A Year of my Life by A G Street

The first edition of Year of my Life is dated 1939. It would have benefitted from thorough proof-reading but that is excusable in that particular year. Street takes the reader through a complete year of his life as a farmer in south Wiltshire. There are four sections corresponding with the seasons. He begins with Autumn, describing the busy month of September, both the beginning and the end of the farming year. Writing at a time of change, when tractors were establishing themselves and were taking over from horse-drawn machinery, he seems to bemoan the place that agriculture has in the hearts of town people and governments. However, also writing with the threat of war, he applauds measures being taken to avoid Britain starving. Both the text and the full-page monochrome photographs are history in the making. His thoughts about the changing countryside are interspersed with anecdotes from local folk, some written in dialect. He argues on both sides for the changes in methods but comes down firmly in favour of country ‘pursuits’.

Street concludes that the land itself is our greatest asset and as such must be respected. 

Les Silences du Colonel Bramble by Andre Maurois

I found this book at a book dealer’s in Malvern not a hundred yards from where I lived. It is a 1918 copy in French. This presented me with a challenge!

The Silence of Colonel Bramble is about a group of officers, who discuss subjects in their mess, in the midst of the Great War. The Scottish Colonel, English Major, Anglican padre, Irish doctor and French interpreter talk about social etiquette, fishing and other topics whilst playing records and drinking port. The war seems of little importance until a shell kills the padre and the interpreter receives shrapnel wounds.  Drawing on his own experience as an interpreter and officer to the British army in the battlefields around Ypres, Maurois shows his deep understanding of conditions on the Western Front not only on the battlefields but in the rural villages where soldiers lived among the local people.

The book ends by quoting the people of Crecy who have forgotten their fourteenth century battle and, at the time when war graves have no markers, the hope that the current war will never be forgotten. In June 1940 Maurois was sent to London and this is how he came to receive a request from the Queen to write and rehearse with her the speech that she gave to the women of France. Jim mentions this in her diary on June 14th, 1940. This was three days before the fall of France. This event frightened Jim into cancelling her passage to America scheduled for June 25. As we know, she changed her mind and sailed on June 29.

Night Flight by Antoine de St Exupery

In Night Flight, the author describes the start of night flying in South America. He then left Argentina, returned to France and published the book in Paris in 1931. It opens with his thoughts about how man learns by experience rather than through reading. St Exupery’s books went a long way to restoring respect for France in America so in some way contributed to their involvement in the war. In mentioning Maurois, Hugh was speaking of someone who wrote an appreciation of St Exupery, describing an apolitical man of action, someone whose books became increasingly autobiographical.

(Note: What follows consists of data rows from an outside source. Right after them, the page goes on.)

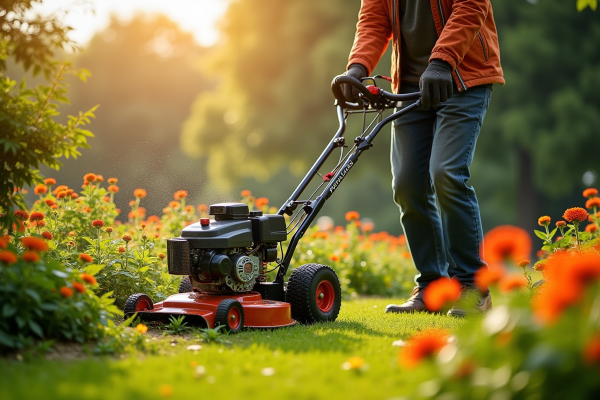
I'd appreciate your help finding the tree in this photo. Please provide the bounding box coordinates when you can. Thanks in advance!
[0,0,94,228]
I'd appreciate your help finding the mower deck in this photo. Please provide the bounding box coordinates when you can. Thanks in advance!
[137,292,296,328]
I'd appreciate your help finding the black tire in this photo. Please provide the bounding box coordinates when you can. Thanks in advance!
[123,293,154,318]
[179,276,194,293]
[286,264,342,324]
[215,299,244,333]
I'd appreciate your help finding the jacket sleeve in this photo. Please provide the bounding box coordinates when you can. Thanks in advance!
[429,0,490,69]
[346,0,392,75]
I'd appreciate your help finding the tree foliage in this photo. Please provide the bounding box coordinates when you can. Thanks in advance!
[0,0,94,227]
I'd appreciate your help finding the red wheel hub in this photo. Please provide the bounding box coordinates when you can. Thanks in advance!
[316,280,335,312]
[227,307,242,331]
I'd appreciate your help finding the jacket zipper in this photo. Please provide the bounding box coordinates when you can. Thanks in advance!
[477,32,487,62]
[436,0,468,90]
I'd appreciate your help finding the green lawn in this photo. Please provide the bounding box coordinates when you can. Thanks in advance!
[0,299,461,400]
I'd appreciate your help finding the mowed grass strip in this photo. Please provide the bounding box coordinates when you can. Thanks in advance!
[0,299,462,400]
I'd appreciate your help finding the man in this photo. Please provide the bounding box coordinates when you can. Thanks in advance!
[344,0,504,316]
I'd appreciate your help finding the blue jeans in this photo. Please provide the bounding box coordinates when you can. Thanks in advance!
[391,84,493,288]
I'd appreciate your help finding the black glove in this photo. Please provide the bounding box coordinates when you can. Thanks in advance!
[342,64,367,103]
[419,59,452,111]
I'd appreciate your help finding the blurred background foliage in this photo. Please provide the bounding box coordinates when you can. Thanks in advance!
[9,0,600,234]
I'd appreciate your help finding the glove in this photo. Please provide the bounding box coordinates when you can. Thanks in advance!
[342,64,367,103]
[419,59,452,111]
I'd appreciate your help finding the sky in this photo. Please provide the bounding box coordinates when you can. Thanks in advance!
[35,0,229,46]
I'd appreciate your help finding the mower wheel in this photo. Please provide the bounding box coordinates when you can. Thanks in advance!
[123,293,154,318]
[215,299,244,333]
[286,264,342,324]
[179,276,194,293]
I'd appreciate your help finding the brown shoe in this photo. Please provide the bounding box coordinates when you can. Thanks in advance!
[385,286,428,313]
[448,285,492,317]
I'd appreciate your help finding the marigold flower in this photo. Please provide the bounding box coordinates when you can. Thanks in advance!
[79,253,94,263]
[398,329,449,368]
[254,197,269,208]
[423,277,462,311]
[79,274,96,285]
[563,207,587,222]
[583,188,598,198]
[21,250,40,262]
[21,236,48,251]
[482,225,531,264]
[73,282,85,294]
[59,286,73,299]
[29,211,46,222]
[0,250,17,265]
[346,211,360,221]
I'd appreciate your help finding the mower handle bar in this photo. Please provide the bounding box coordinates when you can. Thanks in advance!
[331,75,421,110]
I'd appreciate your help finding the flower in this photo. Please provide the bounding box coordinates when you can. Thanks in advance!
[475,264,505,292]
[79,274,96,285]
[0,250,17,265]
[21,250,40,262]
[79,253,94,263]
[563,207,587,222]
[585,197,600,208]
[423,277,462,311]
[59,286,73,299]
[399,329,449,368]
[14,210,29,221]
[21,236,48,251]
[346,211,360,221]
[254,197,269,208]
[73,282,85,294]
[538,215,552,226]
[29,211,46,222]
[173,190,187,200]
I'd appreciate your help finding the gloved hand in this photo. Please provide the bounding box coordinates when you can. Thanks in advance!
[342,64,367,103]
[419,59,452,111]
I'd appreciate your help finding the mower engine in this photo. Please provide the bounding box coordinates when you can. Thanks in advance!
[167,203,287,298]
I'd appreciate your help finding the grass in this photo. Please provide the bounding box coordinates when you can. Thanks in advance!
[0,299,461,400]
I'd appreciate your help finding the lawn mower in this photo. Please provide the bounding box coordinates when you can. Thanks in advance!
[125,75,420,332]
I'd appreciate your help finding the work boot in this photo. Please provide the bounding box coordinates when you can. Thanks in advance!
[448,285,492,317]
[385,286,428,313]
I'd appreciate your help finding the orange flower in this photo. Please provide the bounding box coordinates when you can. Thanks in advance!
[499,274,527,293]
[173,190,187,200]
[423,277,462,311]
[346,211,360,221]
[0,250,17,265]
[538,215,552,226]
[73,282,85,294]
[475,264,505,292]
[563,207,587,222]
[79,274,96,285]
[79,253,94,263]
[254,197,269,208]
[482,225,531,264]
[21,236,48,251]
[398,329,449,368]
[21,250,40,262]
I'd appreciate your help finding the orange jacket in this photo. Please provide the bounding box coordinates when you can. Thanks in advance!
[348,0,504,92]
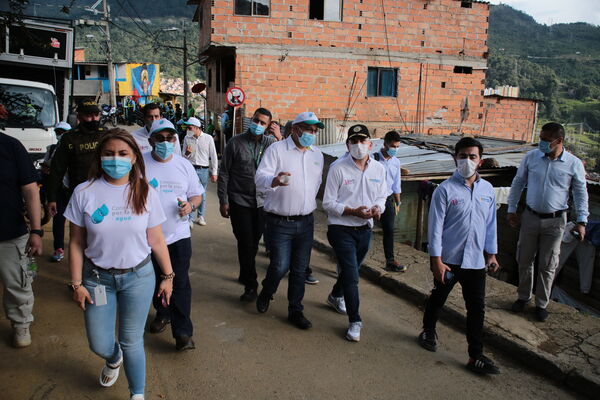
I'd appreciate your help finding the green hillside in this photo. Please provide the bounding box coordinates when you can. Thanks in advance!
[486,5,600,130]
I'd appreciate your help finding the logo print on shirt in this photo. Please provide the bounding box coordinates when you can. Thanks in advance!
[92,204,108,224]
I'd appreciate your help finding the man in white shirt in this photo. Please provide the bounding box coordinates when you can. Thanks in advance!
[183,117,219,225]
[373,131,407,272]
[254,112,323,329]
[144,119,204,351]
[323,125,388,342]
[131,103,181,156]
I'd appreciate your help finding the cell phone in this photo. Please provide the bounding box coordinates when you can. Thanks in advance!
[444,270,454,284]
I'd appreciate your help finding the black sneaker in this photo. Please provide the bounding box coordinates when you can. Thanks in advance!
[256,289,273,314]
[148,315,171,333]
[175,335,196,351]
[510,300,527,312]
[419,329,437,351]
[467,355,500,375]
[288,311,312,329]
[535,307,548,322]
[240,288,258,303]
[384,261,408,272]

All Passion Spent by Vita Sackville-West

Also published in 1931, the title of All Passion Spent by Vita Sackville-West is another quotation from Milton. In it she echoes her friend Virginia Woolf’s autobiographical A Room with a View. The novel begins with the death of Lady Slane’s husband in whose shadow she has spent her long married life. Her children have plans for her widowhood but Lady Slane has other ideas and proceeds to move house and indulge herself in the dreams of her youth – her unfulfilled ambitions as well as memories of the early years of her marriage. We learn about what she thought were the really important things in life rather than what society expected of her. The book ends with the death of Lady Slane and the unexpected contents of her will.